If your partition key is wrong, you don’t need more shards. You need a new key (and a migration plan).
7) Messaging: Queues vs Streams (Pick the Right Weapon)
Decision guide
| You need | Use | Why | |—|—|—| | Background jobs | Queue | Simple work distribution | | Event history + replay | Stream/log | Reprocess + time travel | | Exactly-once illusion | Stream + idempotent consumers | Operationally realistic | | Ordering per key | Stream partitioning | Deterministic order |
Reliability patterns
- Retries with backoff (bounded)
- DLQ (dead-letter queue) for poison pills
- Idempotent consumers (must)
- Deduplication (idempotency key or content hash)
8) Resilience: Design for Partial Failure
The Big 6 resilience patterns
- Timeouts (always) — no unbounded waits
- Retries (carefully) — with jitter + budgets
- Circuit breaker — stop cascading failures
- Bulkheads — isolate tenants/endpoints/dependencies
- Load shedding — degrade gracefully, protect core
- Backpressure — push work back when overloaded
Retry math (why people get this wrong)
Retries increase traffic during incidents. If you retry everything, you can DDoS your own dependencies.
Rules:
- Retry only idempotent operations or with idempotency keys
- Retry only on transient failures (timeouts, 429, 503)
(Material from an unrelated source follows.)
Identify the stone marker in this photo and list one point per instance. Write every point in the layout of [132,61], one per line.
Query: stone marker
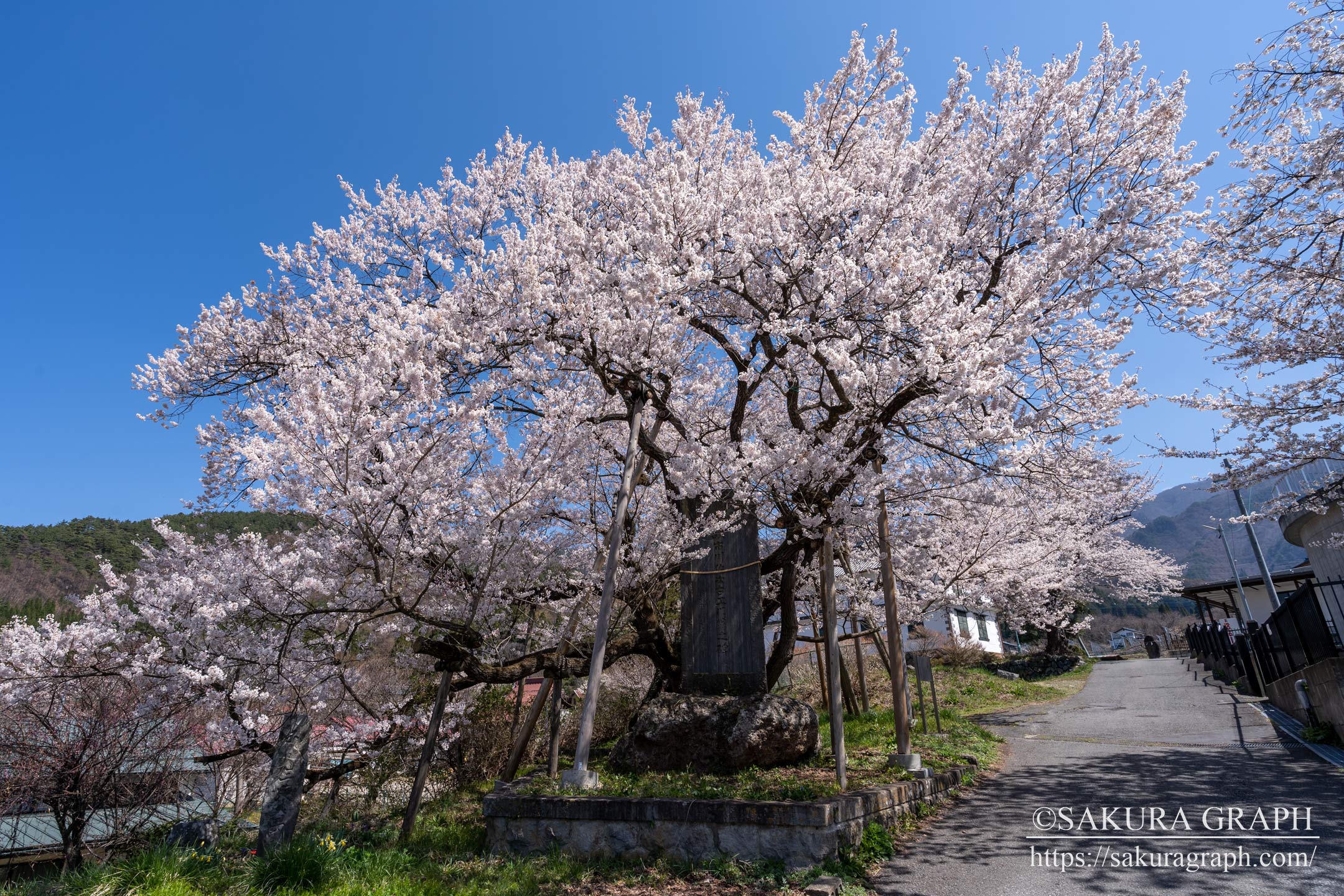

- Use retry budgets per service
9) Latency: p99 Is the Product
Tail latency compounds
If a request calls N dependencies sequentially, the probability of hitting a tail event rises quickly.
Practical fixes:
- Parallelize fanout calls
- Use hedged requests for critical reads
- Add fallbacks (partial UI/data)
- Precompute when it’s cheaper than computing on read
Network bottlenecks people discover too late
- Connection churn (ephemeral ports, TIME_WAIT)
- TLS handshakes (terminate smartly)
- Cross-zone chatter (expensive + slow)
10) Observability: Debuggability Is a Feature
The “triad”
- Metrics: low-cardinality aggregates (SLOs)
- Logs: high-cardinality details
- Traces: causality across services
Golden signals (start here)
- Latency (p50/p95/p99)
- Traffic (QPS)
- Errors (rate + types)
- Saturation (CPU, memory, queue depth, thread pools)
Cardinality warning
Never put unbounded IDs (user_id, request_id, email) into metric labels.
11) Security & Abuse (Often the Real Bottleneck)
Minimum viable security for “internet-facing” systems:
- AuthN/AuthZ (token validation, scopes)
- Rate limiting + WAF
- Input validation + payload limits
- Secrets management
- Audit logs for sensitive actions
Abuse patterns to plan for:
- Credential stuffing
- Scraping and bot traffic
- Multi-tenant noisy neighbor attacks
12) Migrations: The Part That Separates Theory from Reality
Safe schema changes (boring but crucial)
- Expand → backfill → switch reads → switch writes → contract
- Dual writes only with reconciliation and end-to-end idempotency
Data migration playbook
- Backfill in small batches
- Verify with checksums / sampling
- Feature-flag the cutover
- Keep rollback path
13) A Compact “Design Interview” Script (Repeatable)
- Requirements + SLOs
- APIs + core entities
- High-level architecture
- Data model + storage choice
- Consistency + failure modes
- Scaling strategy (shards, caches, async)
- Observability + ops + migrations
If you can do this smoothly, you will look like someone who has shipped production systems.
14) The 20 Red Flags (Expert Smell Test)
- “We’ll add retries” (without idempotency)
- “We’ll shard later” (no plan)
- “We store files in the DB” (without a reason)
- “We use exactly-once” (without defining it)
- “We’ll use microservices for scale” (without a latency plan)
- “We’ll do active-active” (without conflict resolution)
- “Metrics per user” (cardinality explosion)
- “No backpressure needed” (death spiral incoming)
Optional: Your Personal Mastery Loop
To go from “knows patterns” to “expert”:
- Pick a system (feed, payments, chat, search).
- Write its invariants.
- List failure modes.
- Add mitigations (timeouts, idempotency, backpressure).
- Design migrations.
That’s how you build real instincts.